Résumons-nous. Paris Saint Germain a une fois encore cédé à ses vieux démons, le club de la Capitale a encore mis un genou en terre, et cette fois dans son jardin du Parc Des Princes. Toujours incapables de saisir cette saison les opportunités lorsqu'elles s'offraient à eux, les hommes de Paul Le Guen se sont laissés surprendre par une surprenante équipe d'Auxerre, naguère moribonde, mais qui décidément termine son championnat pied au plancher. Avec cette nouvelle défaite "à la maison", le team sangermanois voit s'éloigner un peu plus ses rêves de ligue des champions, relégué qu'il est à quatre longueurs de la troisième place qualificative pour le tour préliminaire de la compétition...
... Place à laquelle le champion sortant s'accroche, faute de mieux.
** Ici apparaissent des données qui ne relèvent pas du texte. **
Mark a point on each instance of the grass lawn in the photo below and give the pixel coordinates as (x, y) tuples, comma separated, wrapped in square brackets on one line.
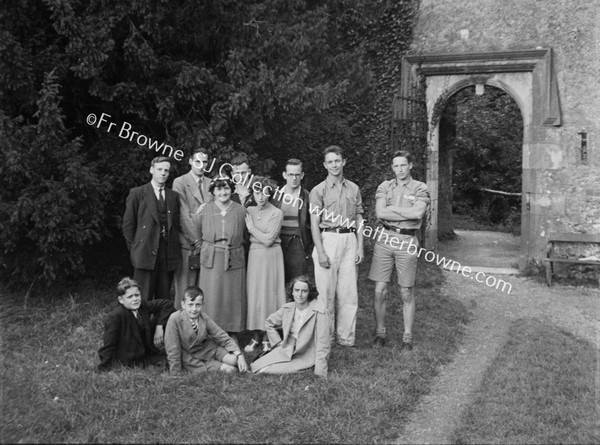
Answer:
[(50, 392), (539, 389)]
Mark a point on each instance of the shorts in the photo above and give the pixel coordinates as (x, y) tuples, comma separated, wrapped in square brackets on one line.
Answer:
[(386, 256)]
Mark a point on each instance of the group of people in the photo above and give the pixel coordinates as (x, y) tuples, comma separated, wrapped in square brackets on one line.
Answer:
[(232, 243)]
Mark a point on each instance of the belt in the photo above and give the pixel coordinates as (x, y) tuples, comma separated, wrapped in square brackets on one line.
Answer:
[(411, 232), (290, 232), (339, 230)]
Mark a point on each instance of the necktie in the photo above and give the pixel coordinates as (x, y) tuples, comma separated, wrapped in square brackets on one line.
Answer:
[(200, 189)]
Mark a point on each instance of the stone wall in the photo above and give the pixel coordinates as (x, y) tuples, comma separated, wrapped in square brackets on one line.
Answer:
[(567, 188)]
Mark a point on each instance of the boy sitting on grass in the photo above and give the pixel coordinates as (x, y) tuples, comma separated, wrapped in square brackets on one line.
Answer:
[(195, 343), (131, 336)]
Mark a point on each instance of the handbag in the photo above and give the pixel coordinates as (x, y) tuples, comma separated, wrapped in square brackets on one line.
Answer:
[(194, 261)]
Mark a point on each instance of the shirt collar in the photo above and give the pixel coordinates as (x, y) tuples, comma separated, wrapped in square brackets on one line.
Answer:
[(197, 178), (402, 183), (331, 183)]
Mais c'est peu dire qu'il sera difficile de la lui arracher. Les lyonnais ont en effet courageusement redressé la tête, et de la plus belle des façons, allant s'imposer trois à un en Cité Phocéenne, à l'issue d'une rencontre où la déception se lisait sans mal sur le visage de tous les marseillais. Ceux-ci n'ont ils pas, en effet, vu s'envoler bien plus que les trois points de la victoire?... mais aussi, selon toute vraisemblance, le titre de Champion qui leur semblait pourtant promis, à l'heure du coup d'envoi? Face à des Lyonnais revenchards, les hommes de Gerets, bien trop laxistes en défense, rattrapés par leurs vieux démons, ont donc par trois fois vu trembler leurs filets, au grand dam des soixante mille spectateurs frustrés du Stade Vélodrome.
Entre Rhone et Saone (3), on attend en revanche que cette superbe victoire redonne confiance aux hommes de Jean Michel Aulas, et leur procure ce surcroit d'énergie qui ces dernières semaines leur faisait cruellement défaut. Voilà qui leur permettrait, qui sait, de revenir in extremis chiper à ces mêmes marseillais la deuxième place du classement général, synonyme de qualification directe pour la plus prestigieuse des compétitions européeennes. Le titre, en revanche, et c'est désormais une certitude mathématique, s'avère cette fois définitivement hors de portée.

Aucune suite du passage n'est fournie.